Моральные аспекты жизни предъявляют аналогичные требования к сущности самости. Они требуют сближения массивных измерений Я, если не Я в целом. Морально значимый поступок - это поступок всего человека. Это хорошо видно на примере морального акта прощения. Мне кажется, что прощение лучше всего понимать как выбор возобновления отношений в свете того, что нужно реализовать, после некоторого нарушения морального доверия, которое оказало значительное вредное воздействие на тех, кто прощает. Тот, кто прощает, решает, что добро, которое должно быть достигнуто путем возобновления отношений, не говоря уже о том, что отношения должны быть такими же, как и до нарушения, не должно быть принесено в жертву обидам и ответному удару.

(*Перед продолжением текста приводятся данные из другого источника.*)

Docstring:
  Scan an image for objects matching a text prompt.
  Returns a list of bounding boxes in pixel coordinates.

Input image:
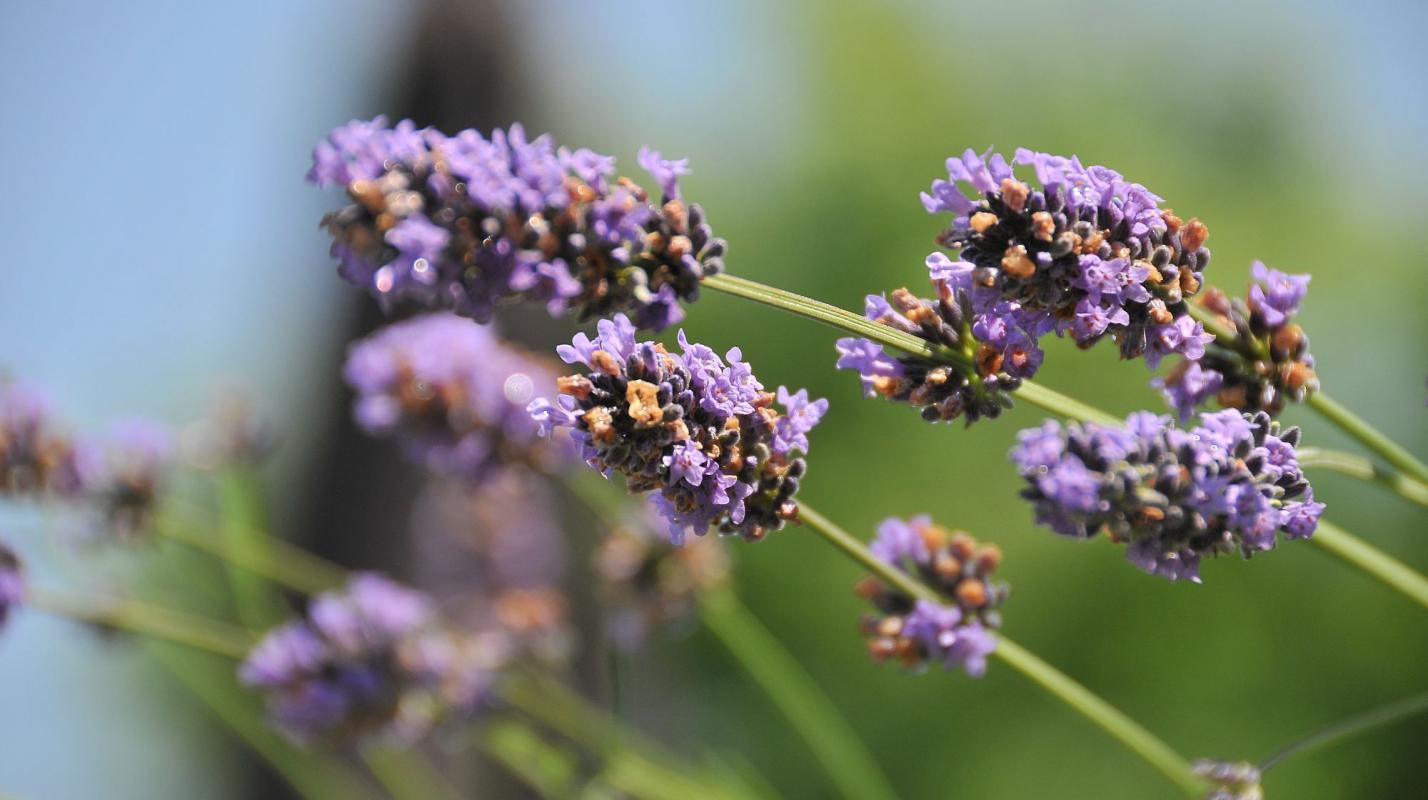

Прощение не является крошечным внутренним актом, который вызывает дискретное усилие воли в ответ на конкретные случаи. Скорее, это часть или продукт общей ориентации жизни определенного рода, которая «присутствует» до любого случая или когда-либо возникает какой-либо случай. Представители СМИ и различные государственные должностные лица выразили удивление тем, как прощение функционировало в общине амишей после недавних убийств в школе. Но это был «естественный», хотя и не неизбежный или беспристрастный ответ вовлеченных людей. Интенциональные структуры мышления, исторического понимания, чувства и оценки, вокруг которых были организованы их сознание и жизнь, поддерживают и выдают прощение в соответствующих ситуациях. Люди в этом сообществе думали о прощении и приближались к нему в рамках интенциональных структур своего особого вида жизни и мира. Прощение требует существенного «я», включающего тонкие нюансы и динамически организованные долгосрочные диспозиции мышления, чувств и оценки в характере, охватывающем все существенные измерения «я». (Если оно еще не дошло до вашего тела, у него есть пути.) Воспитывать прощение как часть человеческой жизни, если оно вообще что-то значит, значит культивировать общий характер, способный прощать. и, когда он в хорошей форме, он может сделать это легко. Лучше, когда не нужно делать это особенно осознанно, но любой разумный способ лучше, чем никакой вообще. «Качество милосердия не напрягает», - написала глубокая душа. Аналогично можно сказать о прощении. Прощающий человек не поймет, о чем идет речь. Что еще можно сделать? Поступить подобно «праведным язычникам», которые подвергают себя смертельной опасности, чтобы спасти своих еврейских соседей. Могли ли они, учитывая, кем они были, еще что-нибудь сделать?